Overview
The Tidelift VS Code integration helps you achieve a healthy open source software supply chain by monitoring your dependencies for issues like vulnerabilities, packages that are end-of-life, releases that have been removed upstream, and more. As a developer you can see issues in your project before you push code, saving you from tedious changes later in your build process.
This feature is in beta, and currently soliciting developer experience feedback.
Supported ecosystems
Tidelift maintains a list of supported ecosystems here. Currently, the VS Code integration has full support for NPM and Maven. Features such as automatic alignments and package manifest hover diagnostics are not yet supported for other ecosystems.
Key features
- Continuous scanning: Tidelift will monitor and evaluate your project dependencies against the standards set by your organization.
- Timely notifications: If a dependency change introduces new standards violations to your project, Tidelift will let you know so that you can avoid taking on new tech and security debt.
- Helpful categorization: Want to identify and fix certain types of violations like vulnerabilities or end-of-life packages first? The tree view groups information in multiple ways so that you can use the it in a way that’s most helpful to you.
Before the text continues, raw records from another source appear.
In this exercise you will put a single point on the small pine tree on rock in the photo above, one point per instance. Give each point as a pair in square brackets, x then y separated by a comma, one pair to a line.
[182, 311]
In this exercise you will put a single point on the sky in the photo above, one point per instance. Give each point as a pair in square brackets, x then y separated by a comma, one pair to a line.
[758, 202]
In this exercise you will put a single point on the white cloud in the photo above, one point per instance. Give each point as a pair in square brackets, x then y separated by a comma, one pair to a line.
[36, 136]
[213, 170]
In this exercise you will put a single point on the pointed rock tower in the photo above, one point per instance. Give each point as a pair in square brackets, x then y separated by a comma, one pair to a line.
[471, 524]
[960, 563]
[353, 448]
The example above shows expanded details about a deprecated package, path-is-absolute 2.0.0, from the full Tidelift alignment report.
This view shows diagnostic information directly inside package.json, the manifest file for most Javascript projects.
Usage
The Tidelift integration can be accessed at any time from the activity bar. Upon initial configuration and after every dependency change, Tidelift will run an alignment. Alignment results are available through this integration, as is information about specific releases or violations.
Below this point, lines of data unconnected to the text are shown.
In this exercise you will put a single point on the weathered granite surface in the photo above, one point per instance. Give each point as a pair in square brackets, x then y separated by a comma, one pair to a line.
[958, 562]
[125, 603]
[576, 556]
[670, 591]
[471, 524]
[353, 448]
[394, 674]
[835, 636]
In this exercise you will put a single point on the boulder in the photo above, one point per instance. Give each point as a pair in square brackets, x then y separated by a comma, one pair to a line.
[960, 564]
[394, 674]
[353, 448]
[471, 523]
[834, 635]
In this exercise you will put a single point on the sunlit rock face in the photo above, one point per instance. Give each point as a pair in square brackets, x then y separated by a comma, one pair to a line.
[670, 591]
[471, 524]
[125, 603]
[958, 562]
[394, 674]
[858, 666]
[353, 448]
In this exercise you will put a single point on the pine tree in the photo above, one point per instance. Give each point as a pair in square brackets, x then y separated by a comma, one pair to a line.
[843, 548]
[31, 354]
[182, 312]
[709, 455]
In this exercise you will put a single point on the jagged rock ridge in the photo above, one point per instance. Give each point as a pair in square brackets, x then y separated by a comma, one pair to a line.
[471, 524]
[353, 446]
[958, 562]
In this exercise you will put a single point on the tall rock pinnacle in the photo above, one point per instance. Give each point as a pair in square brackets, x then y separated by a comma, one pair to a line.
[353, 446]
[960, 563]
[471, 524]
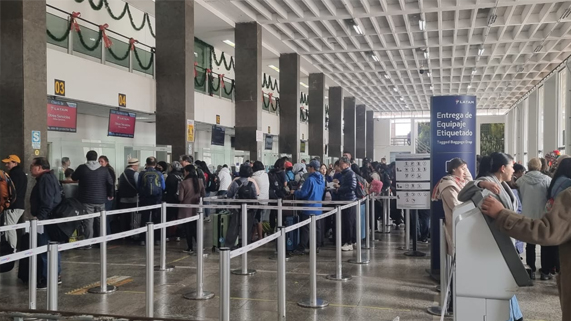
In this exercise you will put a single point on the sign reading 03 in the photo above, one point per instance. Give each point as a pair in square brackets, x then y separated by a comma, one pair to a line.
[59, 87]
[122, 100]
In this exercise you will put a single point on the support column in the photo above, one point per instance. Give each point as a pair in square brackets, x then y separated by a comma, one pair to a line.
[349, 126]
[248, 53]
[550, 115]
[317, 115]
[532, 125]
[289, 105]
[335, 122]
[23, 99]
[370, 145]
[361, 132]
[174, 73]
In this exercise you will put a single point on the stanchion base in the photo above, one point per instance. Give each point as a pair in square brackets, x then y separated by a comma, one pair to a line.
[334, 277]
[240, 272]
[415, 253]
[97, 290]
[205, 295]
[363, 261]
[167, 268]
[319, 304]
[437, 311]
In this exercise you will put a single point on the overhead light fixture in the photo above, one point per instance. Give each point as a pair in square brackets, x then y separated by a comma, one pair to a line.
[481, 51]
[229, 43]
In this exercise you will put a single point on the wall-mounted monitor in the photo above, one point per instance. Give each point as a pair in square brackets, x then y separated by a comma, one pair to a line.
[62, 116]
[121, 124]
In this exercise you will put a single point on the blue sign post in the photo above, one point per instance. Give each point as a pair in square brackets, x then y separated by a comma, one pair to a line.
[453, 134]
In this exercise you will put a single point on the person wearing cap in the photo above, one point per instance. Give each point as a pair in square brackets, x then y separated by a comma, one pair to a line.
[312, 190]
[128, 194]
[16, 210]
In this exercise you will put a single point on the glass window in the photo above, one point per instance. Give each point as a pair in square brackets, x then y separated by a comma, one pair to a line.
[540, 94]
If a dependency is introduced or a dependency changes versions and new violations are detected, the editor will notify you and allow you to view the details.
Installation
- Install the Tidelift editor integration from Azure Marketplace
- Get a user API key from the Tidelift app
- Press "CTRL+SHIFT+P" to open the command pallet and run the "Tidelift: Set Tidelift API Key" command.
Configuration
- You can configure the workspace using a ".tidelift" file in the root directory of the workspace. Read more about the .tidelift file.
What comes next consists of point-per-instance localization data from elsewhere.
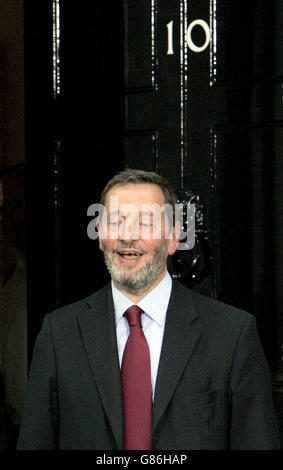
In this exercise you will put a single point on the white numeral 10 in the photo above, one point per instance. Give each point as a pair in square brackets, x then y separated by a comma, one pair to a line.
[203, 24]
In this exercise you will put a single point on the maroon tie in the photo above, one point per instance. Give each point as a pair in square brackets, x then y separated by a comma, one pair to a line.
[136, 383]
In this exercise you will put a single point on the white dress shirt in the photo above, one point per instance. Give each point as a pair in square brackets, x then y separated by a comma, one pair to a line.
[154, 306]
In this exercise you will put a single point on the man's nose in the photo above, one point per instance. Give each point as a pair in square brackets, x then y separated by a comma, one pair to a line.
[129, 230]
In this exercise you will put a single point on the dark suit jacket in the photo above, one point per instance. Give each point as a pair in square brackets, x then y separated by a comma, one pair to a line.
[212, 390]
- If no such file is present, you can also set access the editor integration configuration by running "Tidelift: settings" from the command pallet.
Parameters
- Organization and Catalog are required to run generalized alignment checks against a configured Tidelift catalog.
- Project can optionally be provided to include additional details such as when releases are newly introduced to your project since its last saved alignment.
Security & Privacy
This integration is based on Tidelift CLI and uses it for all interaction with Tidelift services. It does not collect any additional user information beyond what the CLI requires.